= Lord of the Rings (Heritage Models) =

Miniature figures by Heritage Models

Lord of the Rings is a set of miniatures published by Heritage Models.

==Contents==
Heritage Models produced Lord of the Rings figures licensed by Tolkien Enterprises, including 25mm diorama sets, and 75mm Collector Personalities, Paint 'n' Play sets such as Mines of Moria and Helm's Deep, the Wizards and Heroes fantasy miniature gaming rules, and a separate Lord of the Rings Painting Guide.

==Reception==
William A. Barton reviewed Heritage's Lord of the Rings figures in The Space Gamer No. 34. Barton commented that "the models for the figures are those representations featured in the Ralph Bakshi The Lord of the Rings animated movie. If Bakshi's images of Frodo, Gandalf, and other Middle Earthers made you cringe, you probably won't be overly enthused with Heritage's figures.
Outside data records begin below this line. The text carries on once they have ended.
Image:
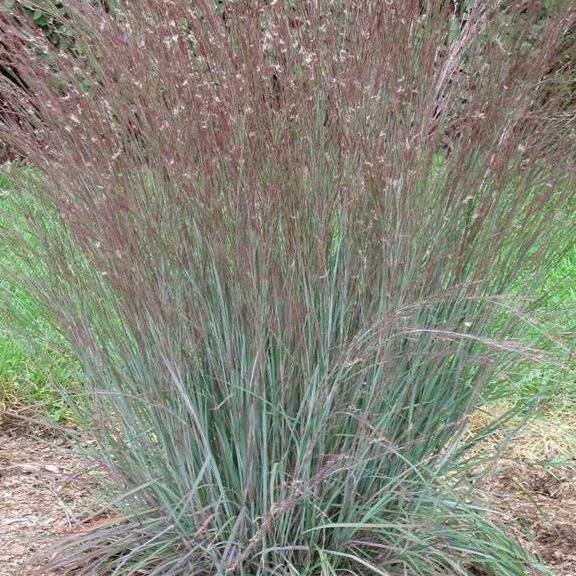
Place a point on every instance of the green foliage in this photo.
(286, 300)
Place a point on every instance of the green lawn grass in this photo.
(32, 370)
(33, 367)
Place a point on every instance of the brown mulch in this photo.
(45, 490)
(538, 503)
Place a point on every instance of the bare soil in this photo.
(47, 489)
(538, 505)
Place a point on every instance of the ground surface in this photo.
(46, 490)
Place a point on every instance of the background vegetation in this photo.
(294, 248)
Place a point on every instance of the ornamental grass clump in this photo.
(281, 238)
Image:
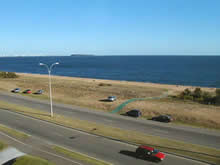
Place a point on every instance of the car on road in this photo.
(134, 113)
(111, 98)
(16, 90)
(27, 91)
(163, 118)
(146, 152)
(39, 92)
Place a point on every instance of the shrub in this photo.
(197, 93)
(105, 84)
(8, 75)
(187, 97)
(217, 98)
(186, 92)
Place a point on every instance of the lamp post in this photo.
(49, 71)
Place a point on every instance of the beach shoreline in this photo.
(124, 82)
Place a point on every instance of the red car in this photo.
(146, 152)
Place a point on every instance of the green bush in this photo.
(187, 97)
(8, 75)
(217, 98)
(197, 93)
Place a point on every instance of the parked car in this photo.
(16, 90)
(134, 113)
(28, 91)
(146, 152)
(111, 98)
(163, 118)
(39, 92)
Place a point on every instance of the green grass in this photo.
(31, 160)
(3, 146)
(79, 156)
(198, 152)
(12, 132)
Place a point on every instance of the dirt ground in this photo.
(91, 93)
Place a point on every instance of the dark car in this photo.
(39, 92)
(146, 152)
(134, 113)
(28, 91)
(163, 118)
(16, 90)
(111, 98)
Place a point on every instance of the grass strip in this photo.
(3, 146)
(31, 160)
(12, 132)
(80, 156)
(197, 152)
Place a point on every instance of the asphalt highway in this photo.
(187, 134)
(99, 147)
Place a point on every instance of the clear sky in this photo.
(109, 27)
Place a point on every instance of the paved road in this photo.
(101, 148)
(186, 134)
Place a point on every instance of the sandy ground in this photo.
(90, 93)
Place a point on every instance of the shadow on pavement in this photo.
(33, 113)
(10, 162)
(133, 154)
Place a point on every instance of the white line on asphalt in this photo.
(161, 131)
(39, 149)
(51, 123)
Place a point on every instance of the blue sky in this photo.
(109, 27)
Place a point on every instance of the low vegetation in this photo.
(201, 96)
(2, 146)
(198, 152)
(8, 75)
(90, 93)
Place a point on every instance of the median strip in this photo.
(13, 132)
(197, 152)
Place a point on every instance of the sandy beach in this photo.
(87, 92)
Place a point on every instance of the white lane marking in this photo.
(108, 120)
(39, 149)
(161, 131)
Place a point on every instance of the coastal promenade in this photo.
(111, 151)
(192, 135)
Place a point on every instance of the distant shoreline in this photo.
(124, 82)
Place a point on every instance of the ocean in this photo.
(178, 70)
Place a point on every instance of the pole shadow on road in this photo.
(186, 151)
(133, 154)
(10, 162)
(33, 113)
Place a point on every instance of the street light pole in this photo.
(49, 72)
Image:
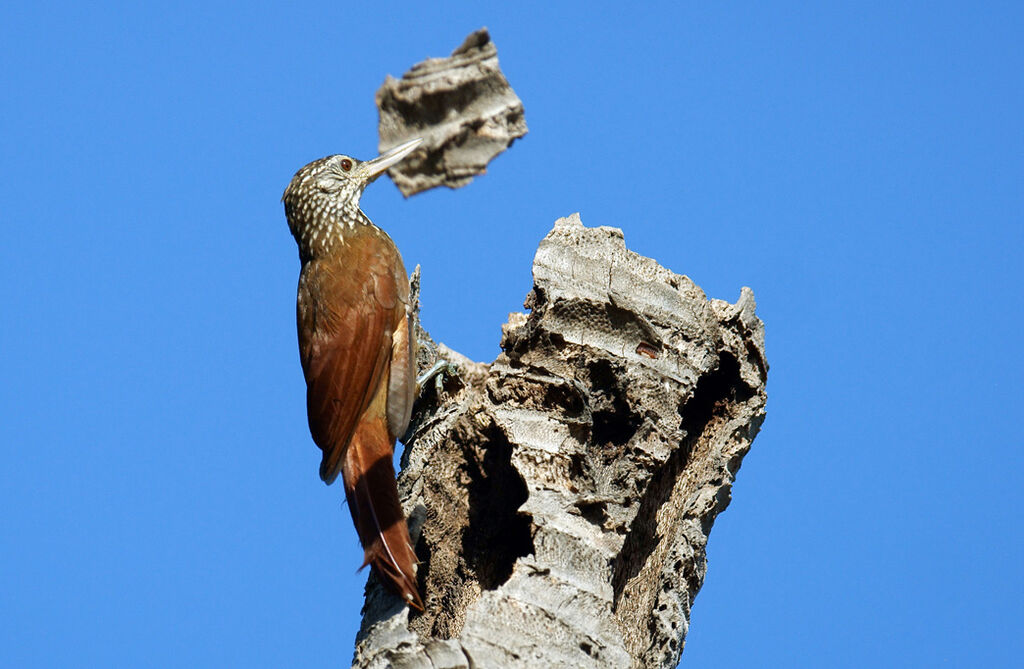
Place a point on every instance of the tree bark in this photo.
(561, 497)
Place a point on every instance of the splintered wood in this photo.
(561, 497)
(462, 107)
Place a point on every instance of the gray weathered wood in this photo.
(561, 497)
(462, 107)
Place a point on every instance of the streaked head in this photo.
(326, 193)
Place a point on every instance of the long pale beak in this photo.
(374, 168)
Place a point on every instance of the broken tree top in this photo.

If, on the other hand, you felt the LOTR movie to be an apt portrayal, you should be rather pleased with the Heritage sets." Barton concluded his review by saying, "If you wish to fight the wars of Middle Earth on your dining room or gaming room table, Heritage's LOTR miniatures, augmented perhaps with figures from your other favorite lines, will give your campaign the most authentic "Tolkienesque" feel available."